In Paris, Rizal continued to be busy in his pursuits. He checked up his historial annotations on Morga's book. He wrote letters to his family in Calamba giving an interesting account of his life in Paris. Like any ordinary Filipino tourist in a foreign land, Rizal was fascinated by the Universal Expostion of Paris which opened on May 6, 1889. Rizal and his friends attended the opening ceremonies and saw the cutting of the ribbon by Pres. Sadi Cannot of the Third French Republic.

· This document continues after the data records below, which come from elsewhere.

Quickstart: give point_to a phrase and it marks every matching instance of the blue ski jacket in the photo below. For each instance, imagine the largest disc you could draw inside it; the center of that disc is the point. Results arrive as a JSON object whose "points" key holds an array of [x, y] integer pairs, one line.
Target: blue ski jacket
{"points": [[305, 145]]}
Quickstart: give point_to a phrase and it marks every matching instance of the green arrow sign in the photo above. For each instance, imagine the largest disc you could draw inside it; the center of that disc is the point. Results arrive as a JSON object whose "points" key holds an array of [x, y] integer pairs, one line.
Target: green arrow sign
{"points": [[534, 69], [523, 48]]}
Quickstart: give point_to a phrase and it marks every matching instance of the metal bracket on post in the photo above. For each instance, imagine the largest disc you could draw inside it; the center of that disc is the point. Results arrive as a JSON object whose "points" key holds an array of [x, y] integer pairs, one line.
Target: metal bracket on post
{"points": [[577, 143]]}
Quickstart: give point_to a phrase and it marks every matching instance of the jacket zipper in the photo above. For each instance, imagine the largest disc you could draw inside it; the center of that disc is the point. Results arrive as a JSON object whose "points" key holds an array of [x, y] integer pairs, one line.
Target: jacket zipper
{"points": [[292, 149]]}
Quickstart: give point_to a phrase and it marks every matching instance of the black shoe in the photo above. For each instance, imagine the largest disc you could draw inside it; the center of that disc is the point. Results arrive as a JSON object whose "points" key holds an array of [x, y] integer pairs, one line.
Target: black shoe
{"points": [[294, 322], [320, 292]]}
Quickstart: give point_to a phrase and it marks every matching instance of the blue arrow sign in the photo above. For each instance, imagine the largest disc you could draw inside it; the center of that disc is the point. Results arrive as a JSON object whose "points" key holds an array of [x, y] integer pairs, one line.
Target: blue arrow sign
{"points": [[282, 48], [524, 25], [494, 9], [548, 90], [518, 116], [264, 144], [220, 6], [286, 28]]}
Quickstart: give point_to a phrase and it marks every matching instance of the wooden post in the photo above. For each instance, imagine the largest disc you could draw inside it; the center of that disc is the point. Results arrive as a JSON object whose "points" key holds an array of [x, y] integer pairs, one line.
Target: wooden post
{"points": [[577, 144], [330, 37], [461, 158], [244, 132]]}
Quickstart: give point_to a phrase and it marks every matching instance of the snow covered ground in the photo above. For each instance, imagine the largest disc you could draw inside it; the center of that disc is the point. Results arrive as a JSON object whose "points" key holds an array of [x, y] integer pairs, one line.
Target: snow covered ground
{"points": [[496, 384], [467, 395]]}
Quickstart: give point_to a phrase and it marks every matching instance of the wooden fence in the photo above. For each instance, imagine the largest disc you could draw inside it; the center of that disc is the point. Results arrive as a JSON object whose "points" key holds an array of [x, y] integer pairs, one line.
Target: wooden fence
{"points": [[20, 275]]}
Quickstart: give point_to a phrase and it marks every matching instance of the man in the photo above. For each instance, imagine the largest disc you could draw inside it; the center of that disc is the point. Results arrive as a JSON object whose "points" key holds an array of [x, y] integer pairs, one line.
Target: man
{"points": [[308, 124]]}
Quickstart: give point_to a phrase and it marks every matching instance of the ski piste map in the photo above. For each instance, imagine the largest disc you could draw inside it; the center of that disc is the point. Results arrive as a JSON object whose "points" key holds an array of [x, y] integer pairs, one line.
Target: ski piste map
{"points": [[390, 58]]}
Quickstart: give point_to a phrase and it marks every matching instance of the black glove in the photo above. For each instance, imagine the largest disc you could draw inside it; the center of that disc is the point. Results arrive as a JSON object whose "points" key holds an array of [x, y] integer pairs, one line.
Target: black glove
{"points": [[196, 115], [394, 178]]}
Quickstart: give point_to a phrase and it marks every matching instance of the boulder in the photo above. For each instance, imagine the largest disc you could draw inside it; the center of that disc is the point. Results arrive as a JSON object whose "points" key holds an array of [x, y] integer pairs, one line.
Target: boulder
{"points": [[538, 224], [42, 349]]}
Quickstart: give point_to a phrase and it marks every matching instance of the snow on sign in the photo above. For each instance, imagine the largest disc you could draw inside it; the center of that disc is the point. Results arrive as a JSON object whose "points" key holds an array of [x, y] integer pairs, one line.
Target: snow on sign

On May 19, 1889, Rizal organized his paisanos (compatriots) into a society called Kidlat Club. Among its members were, Antonio Luna, Juan Luna, Gregorio Aguilera, Fernando Canon, Lauro Dimayuga, Julie Llorente, Guillermo Puatu and Baldomero Roxas.
Kidlat Club was founded by Rizal to bring together the young Filipinos in the French capital so that they could enjoy their sojourn in the city during the duration of the Universal Exposition.
Rizal and the members of the Kidlat Club were amazed to see the Buffalo Bull show which featured the American Indians. The red-skinned Indians were proud riding their sturdy ponies, elegantly dressed in their native attire and wearing their war feathers and paints.
Rizal was enchanted by the dignified and proud bearing of the American Indians. They are ashamed of their name. Let us be like them he said. Proud of the name Indio and make our Spanish enemies revise their conception of the term. Then he said, they shall be Indios Bravos. Thus was born a new society of Filipino patriots in Paris. It replaced the ephemeral Kidlat Club.